I.e. a container owner can take a glance over the current parameters,
their usage and (the thing that is really important) fail counters. Fail
counter increases each time a parameter hits the limit. This is very
straightforward way for container's owner to see if everything is OK or not.
So, the problems with /sys are:
(1) Gettng such info from 40+ files requires at least some script, while
now cat is just fine.
(2) Do we want to virtualize sysfs and enable /sys for every container?
Note that user_beancounters statistics is really needed for container's
owner to see. At the same time, container's owner should not be able to
modify it -- so we should end up with read/write ubc entries for the
host system and read-only ones for the container.
Taking into account those two issues, current /proc/user_beancounters
might be not that bad.
|
|
|
|
|
Re: [RFC][PATCH 2/7] UBC: core (structures, API) [message #5328 is a reply to message #5279] |
Thu, 17 August 2006 16:55   |
Rohit Seth
Messages: 101 Registered: August 2006
|
Senior Member |
|
|
On Thu, 2006-08-17 at 15:53 +0400, Kirill Korotaev wrote:
> Rohit Seth wrote:
> > On Wed, 2006-08-16 at 19:37 +0400, Kirill Korotaev wrote:
> >
> >>Core functionality and interfaces of UBC:
> >>find/create beancounter, initialization,
> >>charge/uncharge of resource, core objects' declarations.
> >>
> >>Basic structures:
> >> ubparm - resource description
> >> user_beancounter - set of resources, id, lock
> >>
> >>Signed-Off-By: Pavel Emelianov <xemul@sw.ru>
> >>Signed-Off-By: Kirill Korotaev <dev@sw.ru>
> >>
> >>---
> >> include/ub/beancounter.h | 157 ++++++++++++++++++
> >> init/main.c | 4
> >> kernel/Makefile | 1
> >> kernel/ub/Makefile | 7
> >> kernel/ub/beancounter.c | 398 +++++++++++++++++++++++++++++++++++++++++++++++
> >> 5 files changed, 567 insertions(+)
> >>
> >>--- /dev/null 2006-07-18 14:52:43.075228448 +0400
> >>+++ ./include/ub/beancounter.h 2006-08-10 14:58:27.000000000 +0400
> >>@@ -0,0 +1,157 @@
> >>+/*
> >>+ * include/ub/beancounter.h
> >>+ *
> >>+ * Copyright (C) 2006 OpenVZ. SWsoft Inc
> >>+ *
> >>+ */
> >>+
> >>+#ifndef _LINUX_BEANCOUNTER_H
> >>+#define _LINUX_BEANCOUNTER_H
> >>+
> >>+/*
> >>+ * Resource list.
> >>+ */
> >>+
> >>+#define UB_RESOURCES 0
> >>+
> >>+struct ubparm {
> >>+ /*
> >>+ * A barrier over which resource allocations are failed gracefully.
> >>+ * e.g. if the amount of consumed memory is over the barrier further
> >>+ * sbrk() or mmap() calls fail, the existing processes are not killed.
> >>+ */
> >>+ unsigned long barrier;
> >>+ /* hard resource limit */
> >>+ unsigned long limit;
> >>+ /* consumed resources */
> >>+ unsigned long held;
> >>+ /* maximum amount of consumed resources through the last period */
> >>+ unsigned long maxheld;
> >>+ /* minimum amount of consumed resources through the last period */
> >>+ unsigned long minheld;
> >>+ /* count of failed charges */
> >>+ unsigned long failcnt;
> >>+};
> >
> >
> > What is the difference between barrier and limit.
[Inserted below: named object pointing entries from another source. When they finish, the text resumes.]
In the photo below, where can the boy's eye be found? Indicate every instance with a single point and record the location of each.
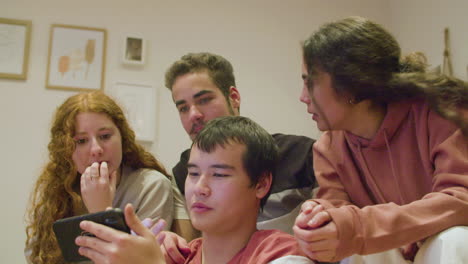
(105, 136)
(183, 109)
(80, 141)
(220, 175)
(204, 100)
(193, 174)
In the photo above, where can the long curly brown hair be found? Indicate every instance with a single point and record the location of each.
(365, 63)
(56, 193)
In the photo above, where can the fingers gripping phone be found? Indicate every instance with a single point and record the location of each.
(67, 229)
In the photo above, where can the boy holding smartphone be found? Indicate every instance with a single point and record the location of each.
(229, 179)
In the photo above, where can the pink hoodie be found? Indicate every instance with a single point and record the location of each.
(407, 183)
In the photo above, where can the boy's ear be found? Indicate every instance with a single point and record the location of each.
(263, 185)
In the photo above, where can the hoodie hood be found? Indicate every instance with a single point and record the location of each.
(396, 114)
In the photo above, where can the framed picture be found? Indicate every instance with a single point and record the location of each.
(139, 101)
(76, 58)
(134, 50)
(15, 37)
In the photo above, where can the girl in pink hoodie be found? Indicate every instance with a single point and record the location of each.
(392, 164)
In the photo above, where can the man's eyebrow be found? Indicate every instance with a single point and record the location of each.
(195, 96)
(179, 102)
(191, 165)
(222, 166)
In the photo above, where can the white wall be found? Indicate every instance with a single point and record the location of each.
(261, 38)
(419, 26)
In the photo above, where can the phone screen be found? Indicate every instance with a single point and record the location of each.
(67, 229)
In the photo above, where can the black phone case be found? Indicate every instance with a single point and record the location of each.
(66, 230)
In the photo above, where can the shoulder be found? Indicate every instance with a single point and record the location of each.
(266, 246)
(144, 177)
(284, 139)
(274, 243)
(329, 142)
(427, 123)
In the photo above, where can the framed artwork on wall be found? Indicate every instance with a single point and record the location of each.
(134, 50)
(15, 37)
(77, 58)
(139, 101)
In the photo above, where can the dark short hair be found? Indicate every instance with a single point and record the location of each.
(261, 152)
(218, 68)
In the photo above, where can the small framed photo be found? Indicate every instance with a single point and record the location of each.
(76, 58)
(134, 50)
(15, 37)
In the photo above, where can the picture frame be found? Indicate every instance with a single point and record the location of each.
(77, 58)
(134, 51)
(140, 104)
(15, 39)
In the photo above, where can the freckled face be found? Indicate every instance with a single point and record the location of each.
(97, 139)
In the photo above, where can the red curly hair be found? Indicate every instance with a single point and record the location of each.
(56, 193)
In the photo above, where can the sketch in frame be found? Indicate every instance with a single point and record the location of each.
(134, 50)
(76, 58)
(140, 104)
(15, 37)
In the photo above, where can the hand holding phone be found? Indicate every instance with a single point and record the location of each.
(66, 230)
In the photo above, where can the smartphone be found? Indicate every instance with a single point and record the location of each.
(67, 229)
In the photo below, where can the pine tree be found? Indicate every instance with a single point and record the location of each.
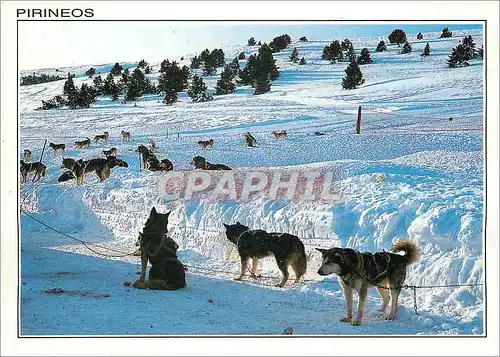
(351, 54)
(364, 57)
(469, 47)
(195, 62)
(225, 84)
(90, 72)
(353, 76)
(406, 48)
(333, 52)
(98, 84)
(397, 36)
(170, 96)
(198, 90)
(116, 70)
(262, 85)
(446, 33)
(427, 50)
(294, 57)
(457, 58)
(381, 47)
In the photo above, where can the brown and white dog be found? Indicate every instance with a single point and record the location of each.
(360, 271)
(104, 137)
(37, 167)
(126, 136)
(206, 144)
(279, 135)
(57, 147)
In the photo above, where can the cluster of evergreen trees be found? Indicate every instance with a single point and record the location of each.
(463, 53)
(260, 70)
(39, 78)
(339, 52)
(210, 60)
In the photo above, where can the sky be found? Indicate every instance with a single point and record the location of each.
(51, 44)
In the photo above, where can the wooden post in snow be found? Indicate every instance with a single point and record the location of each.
(358, 122)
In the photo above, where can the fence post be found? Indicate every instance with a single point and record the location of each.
(358, 121)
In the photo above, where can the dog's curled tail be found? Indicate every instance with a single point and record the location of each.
(412, 253)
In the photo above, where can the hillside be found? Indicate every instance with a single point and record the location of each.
(433, 195)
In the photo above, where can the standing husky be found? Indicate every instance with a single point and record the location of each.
(360, 271)
(255, 244)
(167, 272)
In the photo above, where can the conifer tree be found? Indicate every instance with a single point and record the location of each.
(469, 47)
(98, 84)
(397, 36)
(364, 57)
(427, 50)
(116, 70)
(353, 76)
(90, 72)
(446, 33)
(170, 96)
(381, 47)
(406, 48)
(294, 57)
(225, 84)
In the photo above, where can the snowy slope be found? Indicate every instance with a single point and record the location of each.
(433, 194)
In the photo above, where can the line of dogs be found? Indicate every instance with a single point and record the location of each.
(356, 271)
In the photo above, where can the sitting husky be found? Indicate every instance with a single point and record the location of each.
(200, 162)
(167, 272)
(360, 271)
(37, 167)
(286, 248)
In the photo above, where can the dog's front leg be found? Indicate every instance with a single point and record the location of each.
(363, 292)
(348, 304)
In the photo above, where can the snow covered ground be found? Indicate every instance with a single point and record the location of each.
(433, 195)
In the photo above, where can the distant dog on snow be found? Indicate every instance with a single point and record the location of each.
(27, 155)
(286, 248)
(37, 167)
(280, 134)
(200, 162)
(206, 144)
(57, 147)
(126, 136)
(359, 271)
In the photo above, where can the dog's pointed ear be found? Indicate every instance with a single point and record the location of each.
(323, 251)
They both sound like
> > hard limits. No?
> check __charge_beancounter_locked and severity.
> It provides some kind of soft and hard limits.
>
Would be easier to just rename them as soft and hard limits...
> >>+
> >>+/*
> >>+ * Kernel internal part.
> >>+ */
> >>+
> >>+#ifdef __KERNEL__
> >>+
> >>+#include <linux/config.h>
> >>+#include <linux/spinlock.h>
> >>+#include <linux/list.h>
> >>+#include <asm/atomic.h>
> >>+
> >>+/*
> >>+ * UB_MAXVALUE is essentially LONG_MAX declared in a cross-compiling safe form.
> >>+ */
> >>+ /* resources statistics and settings */
> >>+ struct ubparm ub_parms[UB_RESOURCES];
> >>+};
> >>+
> >
> >
> > I presume UB_RESOURCES value is going to change as different resources
> > start getting tracked.
> what's wrong with it?
>
...just that user land will need to be some how informed about that.
> > I think something like configfs should be used for user interface. It
> > automatically presents the right interfaces to user land (based on
> > kernel implementation). And you wouldn't need any changes in glibc etc.
> 1. UBC doesn't require glibc modificatins.
You are right not for setting the limits. But for adding any new
functionality related to containers....as in you just added a new system
call to get the limits.
> 2. if you think a bit more about it, adding UB parameters doesn't
> require user space changes as well.
> 3. it is possible to add any kind of interface for UBC. but do you like the idea
> to grep 200(containers)x20(parameters) files for getting current usages?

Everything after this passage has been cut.